A special Virginia grand jury has accused former U.S. attorney William B. Cummings of Alexandria and other federal prosecutors of thwarting a 1977 investigation of a major banking fraud at the state's second-largest bank.
Members of a special Norfolk jury have charged that many people escaped indictment in a Tidewater loan kickback scheme because Cummings and other Justice Department lawyers were lax in pursuing allegations of wrongdoing at Virginia National Bank.
"We believe that, had the federal prosecutors been vigilant and the state prosecutors informed, convictions would have been obtained against several defaulting Norfolk bank officers and as many collaborators and coconspirators who, as matters stand, will escape indictment," a summary of the investigative panel's report said.
Cummings, who served as the chief federal prosecutor in eastern Virginia from 1975 to 1979, dismissed the jury's report yesterday as "crazy . . . . "crazy . . . . ridiculous." The lawyer now maintains a private practice in Alexandria, said his staff conducted a detailed investigation, of the fraud.
"Every allegation of banking misuse was thoroughly and exhaustively investigated," he said. "It's a laugh to say we weren't vigilant."
Norfolk's state prosecutor Joseph H. Campbell expressed a different view yesterday of the federal role in the probe, which centered on more than $500,000 in loans and related kickbacks to bank officials. Campbell said only one conviction was obtained in the investigations although federal prosecutors had "a great mass of evidence about numerous other people involved in this thing."
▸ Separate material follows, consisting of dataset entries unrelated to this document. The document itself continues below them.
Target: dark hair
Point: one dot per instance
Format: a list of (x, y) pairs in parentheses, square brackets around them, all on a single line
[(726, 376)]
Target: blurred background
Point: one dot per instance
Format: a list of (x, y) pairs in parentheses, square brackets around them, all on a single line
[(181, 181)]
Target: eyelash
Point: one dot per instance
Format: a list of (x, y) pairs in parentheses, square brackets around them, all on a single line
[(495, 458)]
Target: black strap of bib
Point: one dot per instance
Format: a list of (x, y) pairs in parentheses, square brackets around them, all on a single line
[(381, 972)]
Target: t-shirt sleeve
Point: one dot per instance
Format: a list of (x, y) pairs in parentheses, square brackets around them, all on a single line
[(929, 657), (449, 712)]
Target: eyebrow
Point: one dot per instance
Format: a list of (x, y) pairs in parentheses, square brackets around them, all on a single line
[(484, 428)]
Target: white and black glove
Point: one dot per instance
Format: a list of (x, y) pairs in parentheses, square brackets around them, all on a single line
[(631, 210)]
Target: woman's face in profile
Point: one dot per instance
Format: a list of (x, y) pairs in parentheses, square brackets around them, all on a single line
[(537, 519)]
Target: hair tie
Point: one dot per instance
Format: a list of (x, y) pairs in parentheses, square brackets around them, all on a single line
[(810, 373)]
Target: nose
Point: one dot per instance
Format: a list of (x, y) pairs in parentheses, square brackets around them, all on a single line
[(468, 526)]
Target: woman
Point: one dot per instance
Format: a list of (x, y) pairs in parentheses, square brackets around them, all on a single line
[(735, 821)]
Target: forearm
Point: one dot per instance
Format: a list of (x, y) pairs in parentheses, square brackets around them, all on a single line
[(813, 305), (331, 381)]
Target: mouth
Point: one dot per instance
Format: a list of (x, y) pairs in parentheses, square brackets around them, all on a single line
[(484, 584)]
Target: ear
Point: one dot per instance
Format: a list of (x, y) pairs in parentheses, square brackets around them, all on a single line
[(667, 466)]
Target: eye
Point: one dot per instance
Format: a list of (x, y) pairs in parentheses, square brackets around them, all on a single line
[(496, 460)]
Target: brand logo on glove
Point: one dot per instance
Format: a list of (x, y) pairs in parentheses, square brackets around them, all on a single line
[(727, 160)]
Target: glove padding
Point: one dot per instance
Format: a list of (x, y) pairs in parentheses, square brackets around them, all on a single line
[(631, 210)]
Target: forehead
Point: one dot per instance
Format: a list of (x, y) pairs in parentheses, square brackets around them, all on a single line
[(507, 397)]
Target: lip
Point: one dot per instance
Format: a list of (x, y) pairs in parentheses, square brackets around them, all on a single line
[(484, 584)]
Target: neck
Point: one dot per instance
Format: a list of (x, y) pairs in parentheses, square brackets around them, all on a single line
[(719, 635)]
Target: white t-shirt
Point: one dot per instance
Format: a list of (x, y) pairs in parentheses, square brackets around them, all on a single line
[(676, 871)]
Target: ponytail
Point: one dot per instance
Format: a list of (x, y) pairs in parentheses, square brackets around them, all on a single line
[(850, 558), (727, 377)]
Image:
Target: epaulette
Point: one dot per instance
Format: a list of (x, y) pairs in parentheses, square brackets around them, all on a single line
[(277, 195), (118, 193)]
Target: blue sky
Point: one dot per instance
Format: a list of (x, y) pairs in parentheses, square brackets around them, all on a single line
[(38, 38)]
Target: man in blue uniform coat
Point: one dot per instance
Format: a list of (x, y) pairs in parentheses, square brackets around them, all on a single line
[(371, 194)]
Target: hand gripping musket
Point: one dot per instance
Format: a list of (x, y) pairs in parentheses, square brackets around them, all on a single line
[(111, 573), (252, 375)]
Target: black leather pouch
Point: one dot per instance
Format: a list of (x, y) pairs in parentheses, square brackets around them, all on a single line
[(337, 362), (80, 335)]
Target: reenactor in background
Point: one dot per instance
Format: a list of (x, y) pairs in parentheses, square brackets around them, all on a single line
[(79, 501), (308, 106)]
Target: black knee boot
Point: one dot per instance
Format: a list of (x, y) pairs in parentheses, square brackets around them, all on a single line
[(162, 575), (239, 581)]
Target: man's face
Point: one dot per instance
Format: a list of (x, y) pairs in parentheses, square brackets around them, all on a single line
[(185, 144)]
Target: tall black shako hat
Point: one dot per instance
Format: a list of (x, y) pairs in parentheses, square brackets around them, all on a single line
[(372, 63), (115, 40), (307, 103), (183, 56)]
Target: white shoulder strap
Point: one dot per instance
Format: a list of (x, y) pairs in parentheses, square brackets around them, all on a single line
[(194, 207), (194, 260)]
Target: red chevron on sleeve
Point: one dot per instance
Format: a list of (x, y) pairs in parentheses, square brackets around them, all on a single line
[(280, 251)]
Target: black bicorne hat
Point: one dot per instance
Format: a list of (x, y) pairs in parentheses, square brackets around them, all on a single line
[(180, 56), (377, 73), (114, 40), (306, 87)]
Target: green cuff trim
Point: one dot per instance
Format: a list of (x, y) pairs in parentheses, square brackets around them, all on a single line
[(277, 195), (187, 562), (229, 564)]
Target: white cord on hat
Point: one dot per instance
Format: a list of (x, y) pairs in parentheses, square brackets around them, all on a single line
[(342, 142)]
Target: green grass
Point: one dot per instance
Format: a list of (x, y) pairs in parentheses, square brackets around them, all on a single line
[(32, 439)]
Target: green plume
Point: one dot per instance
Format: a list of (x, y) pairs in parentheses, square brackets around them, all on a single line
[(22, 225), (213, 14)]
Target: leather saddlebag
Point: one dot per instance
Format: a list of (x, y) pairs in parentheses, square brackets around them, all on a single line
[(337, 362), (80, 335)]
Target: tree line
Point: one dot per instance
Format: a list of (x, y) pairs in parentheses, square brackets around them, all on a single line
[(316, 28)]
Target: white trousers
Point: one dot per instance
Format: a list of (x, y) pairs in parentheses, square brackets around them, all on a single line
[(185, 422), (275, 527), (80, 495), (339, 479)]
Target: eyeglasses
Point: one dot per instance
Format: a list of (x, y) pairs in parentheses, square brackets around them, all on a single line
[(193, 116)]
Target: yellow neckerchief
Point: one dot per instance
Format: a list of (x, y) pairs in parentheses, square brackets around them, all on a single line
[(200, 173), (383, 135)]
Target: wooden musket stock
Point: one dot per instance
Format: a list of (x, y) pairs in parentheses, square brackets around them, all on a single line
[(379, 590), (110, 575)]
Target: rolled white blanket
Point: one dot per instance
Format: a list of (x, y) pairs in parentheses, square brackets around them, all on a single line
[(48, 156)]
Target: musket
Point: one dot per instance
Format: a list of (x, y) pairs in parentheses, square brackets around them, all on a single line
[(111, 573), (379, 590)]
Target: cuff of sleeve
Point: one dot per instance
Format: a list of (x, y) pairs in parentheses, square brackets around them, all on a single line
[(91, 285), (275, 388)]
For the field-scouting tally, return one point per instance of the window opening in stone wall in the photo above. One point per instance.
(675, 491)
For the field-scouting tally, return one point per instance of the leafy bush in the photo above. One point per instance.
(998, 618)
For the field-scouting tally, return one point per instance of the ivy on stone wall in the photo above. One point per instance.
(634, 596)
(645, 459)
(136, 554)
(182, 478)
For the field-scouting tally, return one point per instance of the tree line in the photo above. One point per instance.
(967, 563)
The controversy over the banking investigation became public after a state court judge in Norfolk released a summary of the special grand jury's five-month investigation. In addition to a lack of cooperation between federal and state for the collapse of the investigation.
Judge Thomas McNamara issued a gag order barring Campbell and others from discussing the jury's findings. The Associated Press, however, quoted a source close to the jury as saying it found that kickbacks to bank loan officers in Norfolk were "a way of doing business."
"Frauds, kickbacks, favoritism, and false statements are a way of doing business because of a small, corrupt element in the business community here," the source told the AP. Banks that discovered a loan officer accepting kickbacks would "just let the officer resign and go to work for another bank," the source said.
Cummings said in an interview yesterday that his staff "found some things that might have been a violation of [banking] laws, but we never got enough information to take to trial and win a conviction. It's like the Bert Lance case, you can't go throwing around minor, technical violations of the law."
Campbell, who has clashed previously with federal prosecutors over banking investigations in Norfolk, said yesterday he intended to take the special grand jury's report before a regular grand jury on Monday. Under Virginia law, special grand juries are not empowered to issue criminal indictments.
In some instances, Campbell said, bank officers might be receiving kickbacks as high as 10 percent of the loans they were making. "Say a bank officer is authorized to issue a loan for no more than $50,000 to any one person. But if he receives a gift, he might issue three $50,000 loans to one person using three different names, three people who work for the same company, or three corporations controlled by the same person," Campbell said. Such a transaction violated both state and federal laws.
John Bernhardt, president of Virginia National, said yesterday that two of the bank's senior loan officials had resigned after the federal investigation of Carl Lee Etheridge, the one convicted bank officer, began. Etheridge, who pleaded guilty to two of 40 counts of loan fraud and was a Virginia National vice president, has yet to be sentenced.